London - After being stuck by the immediate aftermath of the EU referendum last month, luxury fashion retailers were among the worst hit sectors. Now, ten days after news of the Brexit broke, it looks as if luxury brands may have to brace themselves for further impact, as they get a taste of what things may feel like post-Brexit.

Louis Vuitton: One of the worst hit luxury fashion houses following Brexit

Last week, the global luxury market witnessed 48 percent less full-price sell out online year-on-year as consumers across the world remain cautious with their purchases and retailers hold off on pushing sales and discounts, according to data from retail technology firm EDITED. French fashion house Louis Vuitton was among the luxury brand hit the hardest, reporting 73 percent less full price sell outs online in the days following the Brexit compared to the same period last year.

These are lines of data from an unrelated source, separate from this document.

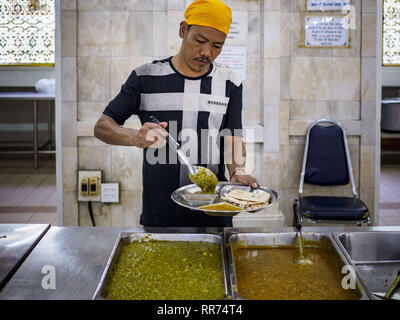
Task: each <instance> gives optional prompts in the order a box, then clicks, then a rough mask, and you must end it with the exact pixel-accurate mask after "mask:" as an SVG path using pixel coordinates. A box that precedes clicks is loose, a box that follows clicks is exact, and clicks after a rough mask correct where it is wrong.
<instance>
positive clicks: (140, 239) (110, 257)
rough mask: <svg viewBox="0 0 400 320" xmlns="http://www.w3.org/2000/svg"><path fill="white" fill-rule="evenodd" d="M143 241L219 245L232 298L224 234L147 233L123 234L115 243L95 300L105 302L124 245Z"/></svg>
mask: <svg viewBox="0 0 400 320" xmlns="http://www.w3.org/2000/svg"><path fill="white" fill-rule="evenodd" d="M143 239H149V240H163V241H188V242H210V243H217V244H219V245H220V248H221V265H222V270H221V272H222V274H223V281H224V289H225V290H224V291H225V292H224V294H225V297H226V299H229V298H230V297H231V294H230V290H229V286H228V278H227V268H226V265H227V264H226V258H225V257H226V253H225V246H224V241H223V234H222V233H217V232H213V233H147V232H135V233H130V232H121V233H120V234H119V236H118V238H117V241H116V242H115V245H114V247H113V250H112V252H111V255H110V258H109V260H108V262H107V264H106V267H105V269H104V272H103V274H102V276H101V279H100V282H99V284H98V286H97V289H96V292H95V294H94V296H93V299H95V300H105V299H106V298H105V290H106V286H107V281H108V277H109V276H110V273H111V272H110V271H111V270H112V268H113V265H114V264H115V263H116V262H117V261H118V257H119V254H120V253H121V249H122V247H123V246H124V245H126V244H130V243H132V242H135V241H139V242H140V241H142V240H143Z"/></svg>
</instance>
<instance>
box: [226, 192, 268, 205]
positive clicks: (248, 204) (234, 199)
mask: <svg viewBox="0 0 400 320" xmlns="http://www.w3.org/2000/svg"><path fill="white" fill-rule="evenodd" d="M269 198H270V195H269V193H267V192H264V191H262V192H247V191H244V190H240V189H234V190H231V191H230V192H229V193H227V194H226V195H225V196H222V197H221V199H222V200H225V201H227V202H230V203H233V204H234V205H237V206H239V207H242V208H244V209H257V208H260V207H263V206H265V205H267V204H268V203H269Z"/></svg>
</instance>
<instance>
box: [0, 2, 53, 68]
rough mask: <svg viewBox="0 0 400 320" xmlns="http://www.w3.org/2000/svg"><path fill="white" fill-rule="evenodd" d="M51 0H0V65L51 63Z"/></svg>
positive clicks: (51, 8)
mask: <svg viewBox="0 0 400 320" xmlns="http://www.w3.org/2000/svg"><path fill="white" fill-rule="evenodd" d="M54 7H55V0H0V65H54V60H55V44H54V40H55V8H54Z"/></svg>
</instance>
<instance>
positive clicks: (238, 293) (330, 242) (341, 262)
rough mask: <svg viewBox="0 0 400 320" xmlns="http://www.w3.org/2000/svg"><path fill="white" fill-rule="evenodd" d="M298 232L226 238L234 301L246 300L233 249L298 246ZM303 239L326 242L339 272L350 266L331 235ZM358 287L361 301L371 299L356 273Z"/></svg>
mask: <svg viewBox="0 0 400 320" xmlns="http://www.w3.org/2000/svg"><path fill="white" fill-rule="evenodd" d="M296 237H297V234H296V232H287V233H231V234H228V235H227V237H226V239H227V240H226V241H227V243H228V244H229V249H228V250H227V255H228V257H227V260H228V264H229V269H228V270H229V280H230V286H231V291H232V297H233V299H238V300H244V298H243V297H241V296H240V295H239V293H238V288H237V281H236V271H235V262H234V259H233V248H234V247H235V246H236V245H259V246H279V245H295V244H296V239H297V238H296ZM303 238H304V239H305V240H311V241H316V242H324V243H326V244H328V246H329V247H330V248H331V250H332V252H334V254H336V255H337V256H336V259H337V261H338V268H339V272H341V270H342V267H343V266H344V265H349V262H348V261H347V259H346V257H345V256H344V255H343V253H342V252H341V251H340V249H339V247H338V246H337V244H336V242H335V240H334V239H333V237H332V236H331V235H330V234H323V233H308V232H305V233H303ZM355 276H356V287H357V291H358V294H359V296H360V300H369V299H371V294H370V293H369V292H368V291H367V289H366V288H365V287H364V285H363V283H362V281H361V279H360V278H359V276H358V275H357V273H356V275H355Z"/></svg>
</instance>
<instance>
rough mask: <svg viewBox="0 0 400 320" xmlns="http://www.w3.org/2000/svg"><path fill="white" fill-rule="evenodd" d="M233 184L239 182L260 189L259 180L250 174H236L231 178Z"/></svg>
mask: <svg viewBox="0 0 400 320" xmlns="http://www.w3.org/2000/svg"><path fill="white" fill-rule="evenodd" d="M231 182H239V183H242V184H246V185H250V186H252V187H253V188H258V183H257V180H256V179H255V178H253V177H252V176H249V175H248V174H237V173H235V174H234V175H233V176H232V177H231Z"/></svg>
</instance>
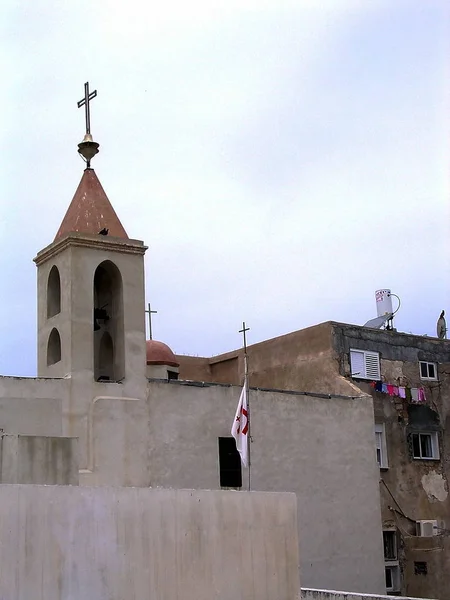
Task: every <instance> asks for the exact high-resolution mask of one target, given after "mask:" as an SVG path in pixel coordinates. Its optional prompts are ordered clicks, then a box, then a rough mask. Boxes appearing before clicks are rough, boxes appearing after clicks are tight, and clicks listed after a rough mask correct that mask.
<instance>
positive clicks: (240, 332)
mask: <svg viewBox="0 0 450 600" xmlns="http://www.w3.org/2000/svg"><path fill="white" fill-rule="evenodd" d="M247 331H250V327H246V326H245V321H242V329H239V333H243V334H244V354H245V355H246V356H247V336H246V335H245V334H246V333H247Z"/></svg>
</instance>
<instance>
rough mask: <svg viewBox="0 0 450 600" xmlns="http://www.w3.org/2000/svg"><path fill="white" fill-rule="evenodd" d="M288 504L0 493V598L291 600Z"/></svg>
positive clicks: (106, 493)
mask: <svg viewBox="0 0 450 600" xmlns="http://www.w3.org/2000/svg"><path fill="white" fill-rule="evenodd" d="M295 502H296V501H295V496H294V495H292V494H258V493H253V494H242V493H235V492H207V491H200V492H199V491H197V492H196V491H188V490H181V491H175V490H149V489H143V488H86V487H84V488H83V487H66V486H42V487H41V486H17V485H12V486H3V485H2V486H0V539H1V540H2V544H1V545H0V564H1V565H2V577H1V578H0V597H1V598H11V599H12V598H14V599H15V600H30V599H31V598H33V599H34V600H67V599H68V598H70V600H86V599H88V598H92V599H94V598H95V600H124V599H125V598H126V599H127V600H154V599H156V598H158V599H160V600H173V599H174V598H184V599H186V600H211V598H217V599H218V600H228V599H229V600H240V599H242V600H243V599H244V598H245V600H253V599H255V600H273V599H274V598H276V599H277V600H295V599H296V598H297V597H298V590H299V581H298V569H297V564H298V554H297V545H298V541H297V533H296V532H297V523H296V506H295Z"/></svg>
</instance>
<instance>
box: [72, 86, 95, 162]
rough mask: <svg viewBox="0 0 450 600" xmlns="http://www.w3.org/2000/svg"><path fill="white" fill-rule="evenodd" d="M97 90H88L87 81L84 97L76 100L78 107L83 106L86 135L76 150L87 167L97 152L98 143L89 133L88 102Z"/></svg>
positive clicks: (78, 107)
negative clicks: (77, 149) (84, 114)
mask: <svg viewBox="0 0 450 600" xmlns="http://www.w3.org/2000/svg"><path fill="white" fill-rule="evenodd" d="M96 95H97V90H94V91H93V92H89V81H87V82H86V83H85V84H84V98H83V99H82V100H79V101H78V102H77V106H78V108H81V107H82V106H84V107H85V108H84V112H85V116H86V135H85V136H84V138H83V141H82V142H81V143H80V144H78V152H79V154H81V156H82V157H83V158H84V160H85V161H86V164H87V168H88V169H90V168H91V159H92V158H93V157H94V156H95V155H96V154H97V152H98V147H99V145H98V144H97V142H94V140H93V139H92V135H91V112H90V110H89V102H90V101H91V100H92V99H93V98H95V96H96Z"/></svg>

Kering, the Paris-based conglomerate, saw its share price drop 9.3 percent three days after the EU referendum vote and is among the luxury companies suffering the after effects of the Brexit. Within its luxury fashion portfolio, Bottega Veneta reports a 81 percent decline in full price sell outs, Saint Laurent a 68 percent drop and Balenciaga a 55 percent fall.

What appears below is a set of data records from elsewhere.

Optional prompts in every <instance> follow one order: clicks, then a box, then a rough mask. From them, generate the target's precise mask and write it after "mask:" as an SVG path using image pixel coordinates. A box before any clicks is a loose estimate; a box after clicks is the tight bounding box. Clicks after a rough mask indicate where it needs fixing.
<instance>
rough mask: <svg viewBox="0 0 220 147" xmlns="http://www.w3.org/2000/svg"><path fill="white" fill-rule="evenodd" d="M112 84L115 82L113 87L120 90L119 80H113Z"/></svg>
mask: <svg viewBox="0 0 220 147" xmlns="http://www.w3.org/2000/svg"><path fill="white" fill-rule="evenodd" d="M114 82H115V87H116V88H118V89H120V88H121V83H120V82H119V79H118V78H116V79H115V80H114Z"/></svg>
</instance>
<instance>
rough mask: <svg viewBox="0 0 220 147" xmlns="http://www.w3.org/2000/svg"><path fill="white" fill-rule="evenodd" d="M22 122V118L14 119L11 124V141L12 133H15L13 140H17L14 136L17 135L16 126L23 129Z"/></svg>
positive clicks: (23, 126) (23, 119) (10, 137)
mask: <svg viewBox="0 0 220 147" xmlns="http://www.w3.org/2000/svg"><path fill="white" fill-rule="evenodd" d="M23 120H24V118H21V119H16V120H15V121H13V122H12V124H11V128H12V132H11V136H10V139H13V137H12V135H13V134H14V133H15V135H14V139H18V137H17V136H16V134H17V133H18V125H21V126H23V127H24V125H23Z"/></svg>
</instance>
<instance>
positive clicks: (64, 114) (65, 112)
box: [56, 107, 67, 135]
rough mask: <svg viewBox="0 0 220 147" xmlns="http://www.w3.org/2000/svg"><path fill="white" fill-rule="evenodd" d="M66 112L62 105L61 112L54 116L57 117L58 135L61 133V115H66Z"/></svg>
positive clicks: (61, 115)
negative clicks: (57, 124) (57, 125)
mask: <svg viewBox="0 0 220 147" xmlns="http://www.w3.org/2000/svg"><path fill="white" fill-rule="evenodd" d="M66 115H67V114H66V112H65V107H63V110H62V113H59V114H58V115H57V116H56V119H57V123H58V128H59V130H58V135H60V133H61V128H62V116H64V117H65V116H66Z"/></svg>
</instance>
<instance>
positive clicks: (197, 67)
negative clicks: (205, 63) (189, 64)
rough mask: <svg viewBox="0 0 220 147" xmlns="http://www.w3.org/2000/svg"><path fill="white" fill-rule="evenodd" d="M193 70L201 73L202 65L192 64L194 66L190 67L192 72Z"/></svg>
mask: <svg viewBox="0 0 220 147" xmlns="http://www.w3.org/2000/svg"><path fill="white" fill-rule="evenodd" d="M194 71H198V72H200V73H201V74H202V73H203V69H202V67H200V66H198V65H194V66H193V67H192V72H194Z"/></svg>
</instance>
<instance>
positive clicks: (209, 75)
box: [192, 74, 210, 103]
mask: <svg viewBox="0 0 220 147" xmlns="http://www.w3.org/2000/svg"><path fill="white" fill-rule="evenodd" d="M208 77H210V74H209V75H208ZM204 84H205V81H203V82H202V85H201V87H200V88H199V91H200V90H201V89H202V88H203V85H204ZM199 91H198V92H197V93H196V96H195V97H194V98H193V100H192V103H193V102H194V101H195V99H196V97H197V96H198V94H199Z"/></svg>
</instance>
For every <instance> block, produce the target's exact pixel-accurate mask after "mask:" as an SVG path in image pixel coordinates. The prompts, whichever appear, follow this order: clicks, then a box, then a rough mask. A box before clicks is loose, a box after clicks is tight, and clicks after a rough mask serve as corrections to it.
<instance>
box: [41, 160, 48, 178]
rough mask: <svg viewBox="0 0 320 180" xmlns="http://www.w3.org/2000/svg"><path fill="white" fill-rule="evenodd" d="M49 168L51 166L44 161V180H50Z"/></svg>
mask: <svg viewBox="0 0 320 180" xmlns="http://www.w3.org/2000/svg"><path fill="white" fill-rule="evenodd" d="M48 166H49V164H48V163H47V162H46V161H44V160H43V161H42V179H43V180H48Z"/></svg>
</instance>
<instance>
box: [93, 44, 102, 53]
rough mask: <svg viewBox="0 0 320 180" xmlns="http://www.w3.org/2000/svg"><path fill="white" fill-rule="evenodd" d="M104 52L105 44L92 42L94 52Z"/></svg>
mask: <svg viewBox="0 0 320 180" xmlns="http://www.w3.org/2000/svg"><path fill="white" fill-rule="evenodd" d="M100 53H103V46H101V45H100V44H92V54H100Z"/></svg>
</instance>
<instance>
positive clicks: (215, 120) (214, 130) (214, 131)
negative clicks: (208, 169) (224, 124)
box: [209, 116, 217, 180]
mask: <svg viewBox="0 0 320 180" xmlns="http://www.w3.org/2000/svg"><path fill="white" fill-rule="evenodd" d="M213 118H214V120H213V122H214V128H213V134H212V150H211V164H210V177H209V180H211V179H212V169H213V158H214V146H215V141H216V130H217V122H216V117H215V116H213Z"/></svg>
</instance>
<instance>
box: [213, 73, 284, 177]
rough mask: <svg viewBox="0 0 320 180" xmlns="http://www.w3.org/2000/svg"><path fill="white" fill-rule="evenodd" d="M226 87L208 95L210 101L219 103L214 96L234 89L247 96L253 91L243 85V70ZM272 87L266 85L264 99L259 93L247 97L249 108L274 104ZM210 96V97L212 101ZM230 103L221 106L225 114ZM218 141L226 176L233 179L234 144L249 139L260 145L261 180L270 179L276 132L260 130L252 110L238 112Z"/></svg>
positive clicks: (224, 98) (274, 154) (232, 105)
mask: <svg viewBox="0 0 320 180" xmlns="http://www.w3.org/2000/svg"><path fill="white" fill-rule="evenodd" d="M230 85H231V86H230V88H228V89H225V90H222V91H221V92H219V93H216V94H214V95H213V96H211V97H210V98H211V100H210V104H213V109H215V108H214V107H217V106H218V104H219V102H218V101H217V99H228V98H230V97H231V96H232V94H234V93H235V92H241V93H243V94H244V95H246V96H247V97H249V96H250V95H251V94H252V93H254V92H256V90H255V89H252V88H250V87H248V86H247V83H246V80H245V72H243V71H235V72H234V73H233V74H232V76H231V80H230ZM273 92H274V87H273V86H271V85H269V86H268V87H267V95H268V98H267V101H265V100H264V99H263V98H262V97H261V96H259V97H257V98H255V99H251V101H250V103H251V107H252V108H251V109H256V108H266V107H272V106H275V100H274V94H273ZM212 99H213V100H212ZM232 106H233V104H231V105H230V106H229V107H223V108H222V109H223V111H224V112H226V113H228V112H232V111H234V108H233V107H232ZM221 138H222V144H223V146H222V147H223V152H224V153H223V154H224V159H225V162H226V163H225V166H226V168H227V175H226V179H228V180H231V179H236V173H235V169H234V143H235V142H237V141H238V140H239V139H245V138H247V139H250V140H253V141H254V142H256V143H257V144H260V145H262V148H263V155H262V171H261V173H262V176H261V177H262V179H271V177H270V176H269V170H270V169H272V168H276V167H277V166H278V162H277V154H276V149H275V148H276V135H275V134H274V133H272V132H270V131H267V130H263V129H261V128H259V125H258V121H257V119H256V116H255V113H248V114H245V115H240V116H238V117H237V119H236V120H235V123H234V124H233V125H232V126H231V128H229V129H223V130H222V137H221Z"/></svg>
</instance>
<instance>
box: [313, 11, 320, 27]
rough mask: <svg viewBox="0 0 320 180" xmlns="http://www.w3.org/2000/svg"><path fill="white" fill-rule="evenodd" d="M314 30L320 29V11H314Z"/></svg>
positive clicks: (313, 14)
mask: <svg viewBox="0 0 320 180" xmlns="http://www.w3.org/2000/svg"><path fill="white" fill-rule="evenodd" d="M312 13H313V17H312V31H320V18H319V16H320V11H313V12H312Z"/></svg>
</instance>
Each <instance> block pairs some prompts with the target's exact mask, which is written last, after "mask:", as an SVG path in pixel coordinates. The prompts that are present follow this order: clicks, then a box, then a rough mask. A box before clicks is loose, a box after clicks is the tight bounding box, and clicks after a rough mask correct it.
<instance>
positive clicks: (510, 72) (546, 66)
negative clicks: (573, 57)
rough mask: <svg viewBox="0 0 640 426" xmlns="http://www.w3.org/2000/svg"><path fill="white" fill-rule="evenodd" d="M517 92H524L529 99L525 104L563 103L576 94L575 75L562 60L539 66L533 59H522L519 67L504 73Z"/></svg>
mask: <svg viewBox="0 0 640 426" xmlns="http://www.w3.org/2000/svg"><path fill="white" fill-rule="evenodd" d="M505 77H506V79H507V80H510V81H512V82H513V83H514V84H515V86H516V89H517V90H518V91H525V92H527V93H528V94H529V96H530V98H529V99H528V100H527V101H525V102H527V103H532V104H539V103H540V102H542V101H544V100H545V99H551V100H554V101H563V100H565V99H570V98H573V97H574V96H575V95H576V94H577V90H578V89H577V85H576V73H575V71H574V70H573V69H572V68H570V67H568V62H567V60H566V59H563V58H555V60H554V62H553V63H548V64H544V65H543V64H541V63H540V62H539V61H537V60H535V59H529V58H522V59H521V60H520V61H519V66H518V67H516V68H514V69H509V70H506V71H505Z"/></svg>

Brexit may offer silver lining for Burberry and other British luxury brands

However, the Brexit has also had a positive effect for a few British luxury fashion houses and retailers. The pound, which hit a 31 record year low, is expected to encourage bargain searching tourists from overseas to shop even more when visiting the UK where favourable exchange rates will drive bigger visitor spend.

Although British fashion house Burberry sources and makes the majority of its products in Italy, its full-price sell outs have increased by 50 percent in the last week year on year. Accessories, which accounted for approximately 60 percent of the sell outs were the most in demand, followed by tops (13 percent), outerwear (9 percent) and footwear (9 percent). In addition, a large percent of Burberry costs are in pounds and the increased overseas dollars earned will buy them more pounds, predicts EDITED.

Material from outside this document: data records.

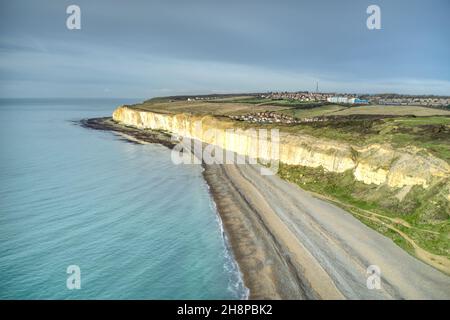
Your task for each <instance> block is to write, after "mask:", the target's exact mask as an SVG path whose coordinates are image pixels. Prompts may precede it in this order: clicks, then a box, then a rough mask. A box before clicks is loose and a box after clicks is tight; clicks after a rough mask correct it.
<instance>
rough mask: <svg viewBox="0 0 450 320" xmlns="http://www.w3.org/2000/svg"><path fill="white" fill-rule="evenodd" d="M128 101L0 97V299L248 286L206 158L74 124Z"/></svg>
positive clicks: (107, 115) (116, 106) (202, 298)
mask: <svg viewBox="0 0 450 320" xmlns="http://www.w3.org/2000/svg"><path fill="white" fill-rule="evenodd" d="M135 102H139V100H137V99H135V100H133V99H56V98H54V99H31V98H26V99H0V114H1V118H2V119H3V125H2V126H1V129H0V130H1V132H0V133H1V134H0V137H1V138H0V139H1V146H2V152H1V153H0V181H1V183H0V241H1V246H0V298H1V299H242V298H245V297H246V295H247V290H246V289H245V287H244V285H243V282H242V279H241V275H240V272H239V269H238V266H237V264H236V262H235V260H234V258H233V255H232V253H231V250H230V248H229V247H228V244H227V240H226V237H225V235H224V232H223V229H222V225H221V221H220V218H219V216H218V214H217V212H216V208H215V205H214V201H213V200H212V198H211V196H210V193H209V190H208V186H207V184H206V182H205V181H204V179H203V176H202V168H201V166H199V165H180V166H176V165H174V164H173V163H172V162H171V159H170V150H169V149H167V148H165V147H163V146H160V145H155V144H135V143H130V142H127V141H126V140H124V139H123V138H122V137H121V136H120V135H117V134H114V133H112V132H104V131H97V130H90V129H86V128H83V127H81V126H80V125H79V124H78V121H79V120H81V119H84V118H93V117H105V116H110V115H111V113H112V111H113V110H114V108H115V107H117V106H118V105H120V104H124V103H127V104H129V103H135ZM71 265H75V266H78V267H79V268H80V271H81V289H79V290H76V289H75V290H69V288H68V287H67V286H66V281H67V279H68V277H69V274H68V273H67V272H66V271H67V267H68V266H71Z"/></svg>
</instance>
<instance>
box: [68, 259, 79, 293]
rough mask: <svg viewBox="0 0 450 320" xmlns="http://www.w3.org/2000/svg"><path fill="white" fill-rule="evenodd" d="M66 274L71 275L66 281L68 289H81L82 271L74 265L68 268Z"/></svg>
mask: <svg viewBox="0 0 450 320" xmlns="http://www.w3.org/2000/svg"><path fill="white" fill-rule="evenodd" d="M66 273H67V274H68V275H69V276H68V277H67V280H66V287H67V289H69V290H74V289H81V269H80V267H79V266H77V265H75V264H72V265H70V266H68V267H67V270H66Z"/></svg>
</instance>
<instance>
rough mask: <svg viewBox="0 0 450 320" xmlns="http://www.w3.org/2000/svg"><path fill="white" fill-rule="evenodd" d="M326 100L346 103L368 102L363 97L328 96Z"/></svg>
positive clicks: (332, 102)
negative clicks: (350, 97) (362, 97)
mask: <svg viewBox="0 0 450 320" xmlns="http://www.w3.org/2000/svg"><path fill="white" fill-rule="evenodd" d="M327 101H328V102H332V103H348V104H368V103H369V101H368V100H365V99H359V98H355V97H351V98H349V97H328V98H327Z"/></svg>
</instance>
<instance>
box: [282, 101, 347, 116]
mask: <svg viewBox="0 0 450 320" xmlns="http://www.w3.org/2000/svg"><path fill="white" fill-rule="evenodd" d="M343 109H346V107H343V106H340V105H334V104H332V105H324V106H318V107H316V108H310V109H301V108H292V109H288V110H282V111H280V113H283V114H286V115H288V116H291V117H294V118H297V119H301V118H312V117H319V116H324V115H330V114H333V113H334V112H336V111H340V110H343Z"/></svg>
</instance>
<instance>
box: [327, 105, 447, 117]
mask: <svg viewBox="0 0 450 320" xmlns="http://www.w3.org/2000/svg"><path fill="white" fill-rule="evenodd" d="M351 114H383V115H395V116H405V115H415V116H417V117H426V116H437V115H447V116H450V111H448V110H443V109H433V108H427V107H420V106H384V105H382V106H380V105H369V106H358V107H350V108H345V109H343V110H340V111H337V112H336V113H334V115H342V116H346V115H351Z"/></svg>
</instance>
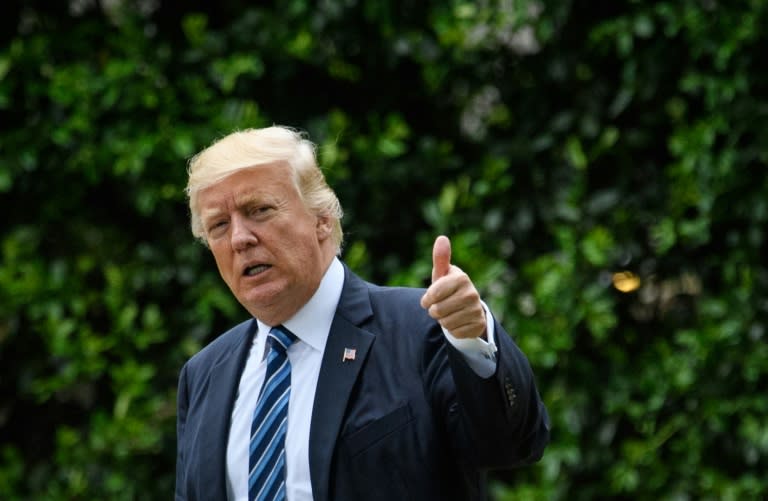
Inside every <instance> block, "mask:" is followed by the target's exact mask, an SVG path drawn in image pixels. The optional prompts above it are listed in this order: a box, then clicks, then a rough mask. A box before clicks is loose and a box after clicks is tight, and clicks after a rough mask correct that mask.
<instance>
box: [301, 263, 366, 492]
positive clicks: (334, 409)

In a similar vein, British luxury retailer Matches has seen a 90 percent increase of full-price sell outs online year-on-year following the Brexit. Some of its best selling brands include Dolce & Gabbana, Moncler and Gucci - the latter which as a brand has seen a 154 percent increase in full price sell outs. Liberty, the iconic luxury department store in London, has reported a 24 percent overall increase of full-price sell outs following the EU referendum. From the luxury items which did sell out in the ten days post-Brexit - 49 percent were accessories, with an average price of 879 pounds,12 percent were tops, with an average price of 383 and 9 percent were footwear, with an average price of 425 pounds.

Over the next coming months, now that the pound has dropped, luxury labels will have to consider what their overseas shoppers are most interested in buying and what they can’t buy locally. Hedging contracts will protect pricing on orders in the works, so it is highly unlikely that prices will go up or down a lot over the next 12 months. Despite political uncertainty and unrest, British brands will have to continue to tell their brand stories in order to stand out.